If you got admitted to Exminster [a psychiatric hospital near Exeter], in Exminster you stayed, but if you got admitted to Starcross and you were mentally ill, there you stayed. The fact that you should have been up the road [at Exminster], they just didn’t have a swap. Jean Waldron, Nursing Sister. 

I think we did once take a mentally handicapped patient, who’d been in [the Exminster psychiatric hospital] for donkey’s years and who blossomed when she came to us, but not really any cross-over at all. You had occasional links with Rampton because your worst patients you tried to get in there, the really disruptive ones, and they’d maybe send you back someone who’d “burnt out” and was now a quieter member of the public. Dr Mary Kemp, GP. 

We used to have what were called “working boys”… They’d got ordinary jobs out [of the hospital] and they were coming back to stay the night. It was just unbelievable that that was going on…. Psychiatrists working there had special interests in forensic work… so they would then have people referred who were mildly mentally handicapped, or non-mentally handicapped, been in trouble with the law and they were banged in hospital. Dr Chris Williams, Psychologist. 

I think people were put into Starcross because they weren’t acceptable outside. Whereas now it’s changed. I don’t think people accept them more now but they have accepted they will live in the community. Some of the older ones that were there, obviously you would never have put them there. Some of them had done silly little things… and they were put there. Night nurse. 

The children: 
They would be from school age, I suppose eight years of age b’time they discovered they weren’t getting on in the normal school…. And they used to send them here… the welfare workers used to say to the parents: “Johnny’s going to a special school at Starcross for further education.” Well, it was a bit of a con… because the attendants weren’t qualified to teach them really…. And then they graduated from the juniors into the seniors, see, and it wasn’t really a good thing, I didn’t think in those days, they ought to have a special school for them, somewhere other than the institution. I remember where the parents lived [in one part of Plymouth]. And they lived in terrible conditions… I felt sorry for them in lots of ways because their child in some cases might have just done a trivial thing like, for instance, smashing a telephone cap [on the telephone wires] or misbehaving himself in some way. They [the parents] would be under the impression that they [the children] would go there [the Courtenay School or Starcross] for a short space of time, because he would be about nine or 10 or 11 years old. Well, during the … course of time, Johnny would be 14, 15 and 16… they would have a devil of a job to get their boy released because [of] the Board of Control… Those poor little children… were virtually dumped in amongst all the number of patients that were there. They were frightened and scared… Stormy Adams, Hospital Mechanic. 

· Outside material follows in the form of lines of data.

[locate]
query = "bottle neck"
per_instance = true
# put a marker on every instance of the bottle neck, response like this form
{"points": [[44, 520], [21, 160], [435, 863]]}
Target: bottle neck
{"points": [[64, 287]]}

At Stoke Lyne [Exmouth, part of the hospital group] … Parents had died of some of them and nobody wanted them and they were brought in as children. Sheila Easby, Nursing Officer. 

Some never had any parents at all… I knew so many like that … if you’d say to a boy that had nobody at all “Where do you live then, Charlie?”, “Up the line” he’d say. He’d hear the other patients say “Up the line”, he’d automatically say “Up the line”. Well, it could be anywhere… there were so many who had no Mum and Dad… Stormy Adams, Hospital Mechanic.